As described above, according to the present invention, unlike the case of using a conventional compressor and a heat exchanger, the size of each component such as the vacuum generating means and the vacuum chamber can be made relatively easy, so that the miniaturization of the cooling device is easy, Accordingly, it is possible to implement a personal cooling device that does not require a large amount of air conditioning, thereby improving the user's satisfaction.

In addition, according to the present invention, since a regenerator having a solar heat collecting plate can be used as a vacuum generating means, there is an effect of realizing an environmentally friendly cooling device that does not discharge pollutants.

Claims (6)

A vacuum chamber capable of maintaining a vacuum state; Vacuum generation means connected to the vacuum chamber to induce a vacuum by evacuating air in the vacuum chamber; An aqueous solution injection means installed on one side of the vacuum chamber to inject water into the vacuum chamber; An ice storage chamber formed in communication with a lower end of the vacuum chamber and having an inlet through which air is introduced into one lower side of the vacuum chamber, and an outlet formed on the opposite side of the inlet to discharge air; Cooling device is installed on the outside of the ice storage chamber is characterized in that it comprises a blowing fan for sucking the air in the ice storage chamber through the inlet to discharge to the discharge port.

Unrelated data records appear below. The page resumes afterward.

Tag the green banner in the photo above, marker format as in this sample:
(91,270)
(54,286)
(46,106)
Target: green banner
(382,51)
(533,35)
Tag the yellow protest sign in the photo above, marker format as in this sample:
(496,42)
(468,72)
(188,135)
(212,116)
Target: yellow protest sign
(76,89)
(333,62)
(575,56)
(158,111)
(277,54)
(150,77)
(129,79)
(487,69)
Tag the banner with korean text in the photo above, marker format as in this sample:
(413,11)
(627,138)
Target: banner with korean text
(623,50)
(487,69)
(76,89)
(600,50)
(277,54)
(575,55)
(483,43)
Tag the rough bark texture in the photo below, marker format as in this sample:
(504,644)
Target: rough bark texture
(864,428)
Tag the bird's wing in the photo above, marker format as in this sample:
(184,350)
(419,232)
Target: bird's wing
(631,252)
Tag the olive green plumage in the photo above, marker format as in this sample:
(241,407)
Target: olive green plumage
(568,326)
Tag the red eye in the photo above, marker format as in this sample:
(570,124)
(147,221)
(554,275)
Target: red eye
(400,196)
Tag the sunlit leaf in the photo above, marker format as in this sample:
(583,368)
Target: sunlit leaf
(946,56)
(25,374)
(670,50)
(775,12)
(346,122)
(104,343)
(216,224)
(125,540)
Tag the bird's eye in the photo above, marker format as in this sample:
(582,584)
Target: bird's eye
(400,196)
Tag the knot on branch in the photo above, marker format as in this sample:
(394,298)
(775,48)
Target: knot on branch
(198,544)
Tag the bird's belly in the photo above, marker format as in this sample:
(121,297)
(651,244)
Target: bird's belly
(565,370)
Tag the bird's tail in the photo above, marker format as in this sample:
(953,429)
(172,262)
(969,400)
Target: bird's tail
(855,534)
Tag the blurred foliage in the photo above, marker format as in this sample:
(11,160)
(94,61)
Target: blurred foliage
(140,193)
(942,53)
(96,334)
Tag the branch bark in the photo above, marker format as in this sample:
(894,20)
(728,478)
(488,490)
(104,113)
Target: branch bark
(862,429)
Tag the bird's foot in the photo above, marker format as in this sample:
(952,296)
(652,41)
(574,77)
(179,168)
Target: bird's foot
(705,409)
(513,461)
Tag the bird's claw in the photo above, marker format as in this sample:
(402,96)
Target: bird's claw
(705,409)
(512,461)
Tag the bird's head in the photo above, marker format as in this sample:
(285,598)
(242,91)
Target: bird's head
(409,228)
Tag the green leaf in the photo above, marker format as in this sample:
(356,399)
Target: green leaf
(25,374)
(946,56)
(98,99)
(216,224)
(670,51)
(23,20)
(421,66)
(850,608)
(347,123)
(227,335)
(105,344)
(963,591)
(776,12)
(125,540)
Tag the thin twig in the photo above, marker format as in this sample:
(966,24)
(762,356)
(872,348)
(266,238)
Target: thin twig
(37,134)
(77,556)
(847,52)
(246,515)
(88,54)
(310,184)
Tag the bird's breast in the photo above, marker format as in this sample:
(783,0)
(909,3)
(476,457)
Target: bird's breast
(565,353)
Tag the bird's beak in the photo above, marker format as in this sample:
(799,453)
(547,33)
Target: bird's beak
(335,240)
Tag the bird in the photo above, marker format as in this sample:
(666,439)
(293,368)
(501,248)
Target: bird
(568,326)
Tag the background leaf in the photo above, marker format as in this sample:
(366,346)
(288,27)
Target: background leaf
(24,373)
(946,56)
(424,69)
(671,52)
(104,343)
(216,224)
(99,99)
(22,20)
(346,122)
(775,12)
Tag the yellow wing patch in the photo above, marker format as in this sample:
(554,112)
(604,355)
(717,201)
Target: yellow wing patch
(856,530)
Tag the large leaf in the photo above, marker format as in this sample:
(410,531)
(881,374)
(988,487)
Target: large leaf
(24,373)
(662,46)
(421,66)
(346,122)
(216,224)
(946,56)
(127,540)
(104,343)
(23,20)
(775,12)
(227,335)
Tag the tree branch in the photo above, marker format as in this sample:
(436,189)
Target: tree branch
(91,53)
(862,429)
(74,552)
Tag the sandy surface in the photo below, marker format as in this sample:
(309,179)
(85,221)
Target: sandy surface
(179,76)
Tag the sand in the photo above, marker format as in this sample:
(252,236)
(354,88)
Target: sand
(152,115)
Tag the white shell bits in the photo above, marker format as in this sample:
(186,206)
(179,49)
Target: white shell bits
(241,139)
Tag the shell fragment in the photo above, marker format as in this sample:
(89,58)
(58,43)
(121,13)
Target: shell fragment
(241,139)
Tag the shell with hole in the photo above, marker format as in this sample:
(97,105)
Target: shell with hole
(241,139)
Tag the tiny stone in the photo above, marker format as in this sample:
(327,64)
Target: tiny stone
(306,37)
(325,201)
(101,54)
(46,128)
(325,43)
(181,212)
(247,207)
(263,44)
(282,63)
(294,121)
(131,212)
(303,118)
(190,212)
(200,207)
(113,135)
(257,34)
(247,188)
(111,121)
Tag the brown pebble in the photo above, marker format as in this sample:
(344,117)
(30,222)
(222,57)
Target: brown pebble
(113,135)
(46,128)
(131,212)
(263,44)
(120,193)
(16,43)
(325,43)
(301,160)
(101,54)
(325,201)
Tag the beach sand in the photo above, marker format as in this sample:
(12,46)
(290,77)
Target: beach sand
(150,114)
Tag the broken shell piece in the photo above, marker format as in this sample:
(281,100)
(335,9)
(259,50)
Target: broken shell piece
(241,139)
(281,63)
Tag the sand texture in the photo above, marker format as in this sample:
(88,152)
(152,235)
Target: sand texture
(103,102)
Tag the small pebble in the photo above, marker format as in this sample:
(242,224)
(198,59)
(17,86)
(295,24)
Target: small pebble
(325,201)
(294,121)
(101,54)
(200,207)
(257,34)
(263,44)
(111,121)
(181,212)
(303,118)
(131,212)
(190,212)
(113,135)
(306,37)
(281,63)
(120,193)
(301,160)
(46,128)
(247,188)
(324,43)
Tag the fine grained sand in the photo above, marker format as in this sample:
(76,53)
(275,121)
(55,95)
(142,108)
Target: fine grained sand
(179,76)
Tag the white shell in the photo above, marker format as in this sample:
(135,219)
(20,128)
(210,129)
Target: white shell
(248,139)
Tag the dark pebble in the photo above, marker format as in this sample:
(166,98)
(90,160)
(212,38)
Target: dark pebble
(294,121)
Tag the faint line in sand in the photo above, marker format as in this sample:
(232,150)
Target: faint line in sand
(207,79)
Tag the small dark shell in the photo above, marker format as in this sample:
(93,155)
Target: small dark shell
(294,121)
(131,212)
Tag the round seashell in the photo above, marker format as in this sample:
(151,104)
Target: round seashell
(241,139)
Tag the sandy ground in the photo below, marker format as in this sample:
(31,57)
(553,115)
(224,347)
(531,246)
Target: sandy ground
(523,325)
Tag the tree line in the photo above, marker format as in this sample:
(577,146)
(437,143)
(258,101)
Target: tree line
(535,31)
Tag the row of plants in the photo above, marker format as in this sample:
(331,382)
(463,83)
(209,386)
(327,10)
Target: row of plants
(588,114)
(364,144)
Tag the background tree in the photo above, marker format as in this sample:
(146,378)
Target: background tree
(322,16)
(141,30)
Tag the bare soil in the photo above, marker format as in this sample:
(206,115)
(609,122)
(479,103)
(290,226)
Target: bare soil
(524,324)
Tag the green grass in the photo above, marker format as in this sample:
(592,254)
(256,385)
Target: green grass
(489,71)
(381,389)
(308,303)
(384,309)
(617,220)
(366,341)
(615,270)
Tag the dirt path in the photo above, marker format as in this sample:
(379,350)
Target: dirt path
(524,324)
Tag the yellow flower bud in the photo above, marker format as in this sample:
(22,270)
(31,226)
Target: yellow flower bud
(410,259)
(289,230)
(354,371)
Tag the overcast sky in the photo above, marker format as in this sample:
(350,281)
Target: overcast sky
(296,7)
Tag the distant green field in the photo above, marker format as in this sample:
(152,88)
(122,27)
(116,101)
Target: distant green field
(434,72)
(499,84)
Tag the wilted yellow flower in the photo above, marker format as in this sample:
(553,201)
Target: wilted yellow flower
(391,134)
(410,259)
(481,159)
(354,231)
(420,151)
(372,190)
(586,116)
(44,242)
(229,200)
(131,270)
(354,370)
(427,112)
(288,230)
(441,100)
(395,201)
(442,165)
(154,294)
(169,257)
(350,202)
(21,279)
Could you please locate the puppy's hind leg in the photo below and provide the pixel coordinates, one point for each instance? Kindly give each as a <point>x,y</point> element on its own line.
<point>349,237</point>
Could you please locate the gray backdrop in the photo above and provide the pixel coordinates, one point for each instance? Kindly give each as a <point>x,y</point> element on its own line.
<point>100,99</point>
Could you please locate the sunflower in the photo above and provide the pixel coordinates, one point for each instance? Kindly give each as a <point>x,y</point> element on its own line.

The method of claim 1, The vacuum generating means; A regenerator that generates gases at high temperature and pressure, And a decompression means connected to the regenerator to pass the high pressure and high temperature gas generated from the regenerator while decompressing. The cooling device according to claim 1, wherein the vacuum generating means is a vacuum pump. The air conditioner according to claim 1, wherein the regenerator includes a solar heat collecting plate as a heat source. The cooling apparatus of claim 1, wherein a plurality of heat dissipation fins are arranged in the ice storage chamber at predetermined intervals. The cooling apparatus according to claim 1, wherein the inlet and the outlet of the ice storage chamber are equipped with filtration means for filtering foreign matter from the air introduced and discharged.